Third, the originals may have survived 150 years or more.

This is the most significant revelation in the film. Originals, or autographs, typically were penned by a scribe and signed by the author – thus the word “autograph.” But there wasn’t just one original. Normally there were two or more, one for circulation and another for safe keeping. This means we very likely had two, or perhaps more, originals of the New Testament texts, helping ensure their survival.

Evans noted that archaeology and manuscript discoveries reveal that ancient manuscripts were in use for 150 years or longer before being discarded. For example, at  Oxyrhynchus, Egypt, half a million ancient manuscripts, including portions of the Old and New Testaments, were unearthed in the late 1800s and early 1900s. In stratigraphic tests of the ground at the dig site, researchers found that literature was in use 150-200 years, sometimes 300-400 years, before being discarded.

The implications for the New Testament are profound. If the Gospels and other New Testament books were written in the mid-to-late first century, and if they survived  at least 150 years, then there is continuity between the autographs and the earliest manuscript copies, which date to the second and third centuries.

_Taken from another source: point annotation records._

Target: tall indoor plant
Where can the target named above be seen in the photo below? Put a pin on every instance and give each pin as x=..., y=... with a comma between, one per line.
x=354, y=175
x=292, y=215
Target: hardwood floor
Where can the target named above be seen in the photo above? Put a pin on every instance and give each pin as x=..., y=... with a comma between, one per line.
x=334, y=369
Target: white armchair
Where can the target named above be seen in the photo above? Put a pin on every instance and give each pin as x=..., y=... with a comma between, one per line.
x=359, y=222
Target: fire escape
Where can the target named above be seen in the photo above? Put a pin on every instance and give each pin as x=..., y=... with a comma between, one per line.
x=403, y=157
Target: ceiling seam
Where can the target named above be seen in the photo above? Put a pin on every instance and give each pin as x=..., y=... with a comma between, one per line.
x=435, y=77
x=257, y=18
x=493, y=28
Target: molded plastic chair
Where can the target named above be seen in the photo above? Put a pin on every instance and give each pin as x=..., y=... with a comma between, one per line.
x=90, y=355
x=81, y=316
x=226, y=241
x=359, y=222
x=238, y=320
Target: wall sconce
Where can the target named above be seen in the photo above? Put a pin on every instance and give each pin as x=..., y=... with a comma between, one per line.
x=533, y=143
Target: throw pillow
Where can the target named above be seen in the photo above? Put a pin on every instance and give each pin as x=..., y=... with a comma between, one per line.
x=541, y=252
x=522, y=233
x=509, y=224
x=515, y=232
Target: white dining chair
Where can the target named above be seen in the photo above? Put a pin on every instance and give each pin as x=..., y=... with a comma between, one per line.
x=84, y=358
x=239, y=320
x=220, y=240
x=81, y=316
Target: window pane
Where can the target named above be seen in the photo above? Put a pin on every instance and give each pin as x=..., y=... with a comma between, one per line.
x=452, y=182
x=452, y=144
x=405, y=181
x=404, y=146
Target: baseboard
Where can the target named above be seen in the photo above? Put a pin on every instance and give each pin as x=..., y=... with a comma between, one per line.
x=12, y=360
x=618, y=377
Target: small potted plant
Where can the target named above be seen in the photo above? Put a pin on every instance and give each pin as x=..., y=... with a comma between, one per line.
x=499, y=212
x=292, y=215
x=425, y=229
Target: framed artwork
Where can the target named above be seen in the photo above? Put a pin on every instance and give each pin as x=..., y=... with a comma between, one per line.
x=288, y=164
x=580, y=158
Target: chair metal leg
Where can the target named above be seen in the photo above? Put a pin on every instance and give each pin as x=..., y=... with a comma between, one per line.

In support of this view, Evans cites the writing of church father Tertullian in AD 190 as he responds to heretics who changed Paul’s letters. Tertullian notes that Paul’s originals still exist and may be consulted.

Evans further notes that Peter, Bishop of Alexandria, in defending the Gospel of John early in the fourth century, writes, “The copy itself that was written by the hand of the Evangelist … has been preserved in the most holy church of Ephesus.”

Evans concludes: “The burden of proof has shifted away from those who say the text is stable. The burden now rests heavily on those who say we shouldn’t trust the texts.”